Clark: Let's look more generally, then stepping away perhaps from GraphQL a bit and just handling API change, just talk about the classic JSON REST bit. Here's a simple API that we might have, for example, for BBC News, we're representing an article, you've got an ID, and a URL, and a date, and the title. Because over time, you want to add more things to this. You might want to add a category that the piece of content is in. You would hope that most of your clients are good at additive stuff, they know to ignore extra fields that weren't originally there. Certainly worth making sure your clients are aware of that, that you should be able to add stuff over time, that's the easy way to extend your response rate. Because it's never that simple, so you might suddenly decide one day that you don't just want one category, you want a few. Maybe you have to make other categories pull all over one another, they'll just get a bit messy. Usually, you don't want to be changing the type of a field, so maybe you end up making ones, making version twos. That's maybe what you have to do. Eventually, you get to the point where you need to start saying some of this stuff is going to go away, we're going to deprecate some of it.

That second example there is another example of an internal BBC API, where we're actually using one of the properties to define it as deprecated, and say what it should be replaced with, which is a nice idea. Look at that date, deprecated since 2014. Eight years on, and we're still having to include that data, because I know you might have told all your new clients not to use it, to use something else. Instead, you still may have the old ones. Depending on who your clients are, it could take a while to move across them. Another example there, jumping to GraphQL again, in the schema, you can define stuff as deprecated as well. It's a lovely idea, helping people to understand which fields they shouldn't be using, but of course it doesn't necessarily persuade your existing users to move on.

API Versioning

What else can you do? Versioning the whole API is one of the things. For example, Twitter does this, as an example of how you get tweets in v1 and v2, are completely different endpoints with different versioning. Twitter has got the problem now of moving everyone across to v2. I don't think we've done this idea of versioning a whole API like that Twitter one there. I don't have anything against it, which typically you find if we are going to rebuild everything, you're building a whole new system working in a new way, so we haven't had to do it. I think we have had to sometimes do a version 2 of an endpoint. That white box there is a little screenshot of the Amazon S3 API. We can see it's a ListObjectsV2, where they have created that new one, and they don't say they've used the old one. Because an individual endpoint versioning is probably where we've done more of it, both cases are perfectly valid.

Whichever way you do, you've got this problem. You've got a v1, you've got a v2, the whole thing, or just a bit of it, and you need to move people across to it. How do you get all those clients doing those green lines, to the new one instead? Basically three options, you can force them. You can say, this is going to be switched off at a certain date. We've done that several times inside the BBC. It's not always popular, of course, because you're putting things in other people's roadmaps. It can be quite hard to persuade, certainly if you've got any legacy system that no one's working on anymore. Sometimes it's worth the fight. You can wait, of course, just hope people are naturally moving across. If you've got good relationships with your clients, with the developers, then that really works. It's another reason why it is really worth knowing your customer, know your clients, and persuading them. That can take a while as well.

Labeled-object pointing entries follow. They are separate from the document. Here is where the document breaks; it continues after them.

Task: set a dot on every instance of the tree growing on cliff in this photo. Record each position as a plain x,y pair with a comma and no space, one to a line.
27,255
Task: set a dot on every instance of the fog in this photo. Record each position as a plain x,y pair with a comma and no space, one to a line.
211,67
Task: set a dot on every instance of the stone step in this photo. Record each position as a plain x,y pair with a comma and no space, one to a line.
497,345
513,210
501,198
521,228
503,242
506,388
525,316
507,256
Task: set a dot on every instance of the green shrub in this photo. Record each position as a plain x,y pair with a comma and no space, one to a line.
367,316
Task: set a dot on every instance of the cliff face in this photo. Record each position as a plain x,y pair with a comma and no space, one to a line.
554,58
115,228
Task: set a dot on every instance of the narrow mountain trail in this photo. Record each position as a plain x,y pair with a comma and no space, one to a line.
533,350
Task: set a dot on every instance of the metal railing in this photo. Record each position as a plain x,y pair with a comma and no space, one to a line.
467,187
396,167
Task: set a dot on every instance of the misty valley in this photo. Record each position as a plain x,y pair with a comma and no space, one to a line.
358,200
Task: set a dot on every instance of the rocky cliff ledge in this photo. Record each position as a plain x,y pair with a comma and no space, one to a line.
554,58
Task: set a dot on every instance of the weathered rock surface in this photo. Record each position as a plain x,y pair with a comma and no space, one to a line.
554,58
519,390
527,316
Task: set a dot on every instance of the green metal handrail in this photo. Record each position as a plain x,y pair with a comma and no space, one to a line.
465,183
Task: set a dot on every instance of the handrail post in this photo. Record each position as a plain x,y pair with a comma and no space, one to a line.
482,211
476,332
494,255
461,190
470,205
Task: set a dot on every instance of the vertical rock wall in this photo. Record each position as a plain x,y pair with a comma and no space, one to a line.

Providing backwards compatibility. Let's say we're in this situation, we have our v2 of our API, but all our clients are using the existing version 1, and so, what do we do? Creating a facade has been a success, we've done in a number of cases. Effectively a backwards compatibility layer, like a shim, where you've made something that looks and behaves just like your initial API, but actually is calling the new API behind the scenes. You then hopefully can move everyone across by some means, either an API gateway, or changing the domain, or whatever. Been off that original version wants us to be, so you've got rid of quite a heavyweight system and hopefully replaced it with a much lighter one. It's not all perfect, of course, because you've got two API interfaces to maintain, but you have managed to switch off something, and hopefully, then you can begin to work on that version to improve it further, and persuade your clients to move across.

Designing APIs for Scale

We're going to be talking about scale. Let's learn about snooker.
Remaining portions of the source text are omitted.